Il est vrai que, dans la pratique courante, la foresterie urbaine tend souvent à privilégier les riches aux dépens des plus démunis. Mais ce n'est pas inéluctable: la foresterie urbaine, de même que la foresterie communautaire dans les campagnes, peut faire profiter les masses de l'action bénéfique des arbres. Les bienfaits de la forêt urbaine ne sont peut-être pas aussi bien connus que ceux des arbres en milieu rural et sont très différents, mais ils n'en sont pas moins réels.

Même si l'on s'en tient à la foresterie urbaine classique, qui consiste à planter des arbres le long des boulevards, à créer des parcs et des bois urbains et à encourager les particuliers à planter des arbres dans leur jardin, cela peut se faire de façon que toutes les couches de la société en profitent, y compris les pauvres. Ceux-ci peuvent tout autant, sinon plus que les riches, jouir des bienfaits des arbres: fraîcheur, esthétique, réduction du bruit, du vent et de la pollution, et même production d'aliments.

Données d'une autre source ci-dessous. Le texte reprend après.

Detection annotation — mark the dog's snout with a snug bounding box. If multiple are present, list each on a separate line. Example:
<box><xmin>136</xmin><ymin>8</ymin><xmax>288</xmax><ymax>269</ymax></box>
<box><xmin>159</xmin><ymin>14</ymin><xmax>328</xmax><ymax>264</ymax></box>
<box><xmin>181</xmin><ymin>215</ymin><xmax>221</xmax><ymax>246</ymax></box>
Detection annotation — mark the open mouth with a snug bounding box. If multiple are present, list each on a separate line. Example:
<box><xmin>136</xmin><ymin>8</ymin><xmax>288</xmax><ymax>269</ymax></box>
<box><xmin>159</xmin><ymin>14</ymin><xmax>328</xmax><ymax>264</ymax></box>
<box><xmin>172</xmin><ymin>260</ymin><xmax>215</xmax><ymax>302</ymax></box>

Mais la foresterie urbaine ne s'arrête pas là. C'est une notion relativement nouvelle, aussi bien pour les forestiers que pour le grand public. C'est aussi une notion en pleine évolution. Une nouvelle profession est née: celle de forestier urbain. Son ambition ne se borne pas à placer des arbres dans certains endroits; elle se propose de planifier et de gérer intégralement toute la végétation ligneuse d'une ville et de ses banlieues.

Comme le suggère R.R. Thaman dans l'article de tête de ce numéro d'Unasylva, il est tout à fait possible d'envisager dans bien des villes - et pas seulement dans les climats humides - une véritable agroforesterie urbaine capable de fournir un apport notable à la production alimentaire et à la création de revenus. Des programmes de ce genre, basés principalement sur les jardins familiaux, peuvent englober les terrains vagues qui offrent une base pour une activité agroforestière d'une certaine ampleur.

Certaines villes, telles que Kampala et Debre Birhan, toutes deux décrites par Farhana Haque, ont organisé des plantations urbaines de bois de feu qui peuvent, dans bien des cas, produire aussi du fourrage ou des poteaux, par exemple. La foresterie urbaine pourrait contribuer puissamment à résoudre la crise du bois de feu. Il faut multiplier les programmes de plantations urbaines de bois de feu. Malheureusement, comme l'indiquent R.J. Olembo et P. de Rham dans «Deux mondes différents», la pénurie de bois de feu peut elle-même faire obstacle au développement de la foresterie urbaine: les citadins ont un cruel besoin de bois, mais certains en sont réduits à couper tout ce qui pousse dans un rayon accessible. Dans ces conditions, comment faire pousser des arbres en ville?

Gary Moll et Deborah Gangloff décrivent le rôle que peuvent jouer deux facteurs très différents dans la foresterie urbaine aux Etats-Unis, pays qui est à la pointe des efforts dans ce domaine.

L'un de ces facteurs est la participation populaire, souvent mobilisée par les Organisations non gouvernementales (ONG). Celles-ci ont déjà pris dans de nombreuses villes américaines l'initiative de lancer et d'exécuter des programmes de foresterie urbaine dont elles assurent ensuite l'entretien. Le deuxième facteur est la technologie de pointe: des logiciels écrits spécialement pour la foresterie urbaine permettront d'inventorier, de contrôler et d'évaluer les programmes arbre par arbre.

La FAO, qui a pour vocation de s'occuper du développement rural dans les secteurs de l'agriculture, des forêts et des pêches, n'est intervenue que très indirectement pour promouvoir la foresterie urbaine. Mais cela ne signifie pas qu'elle en sous-estime l'importance. Elle est prête à fournir une assistance partout où elle le pourra aux administrations locales, aux institutions, aux ONG et à tout autre organisme s'occupant de programmes de foresterie urbaine. De tels programmes peuvent être bénéfiques pour tous les habitants, riches ou pauvres, de presque toutes les villes du monde.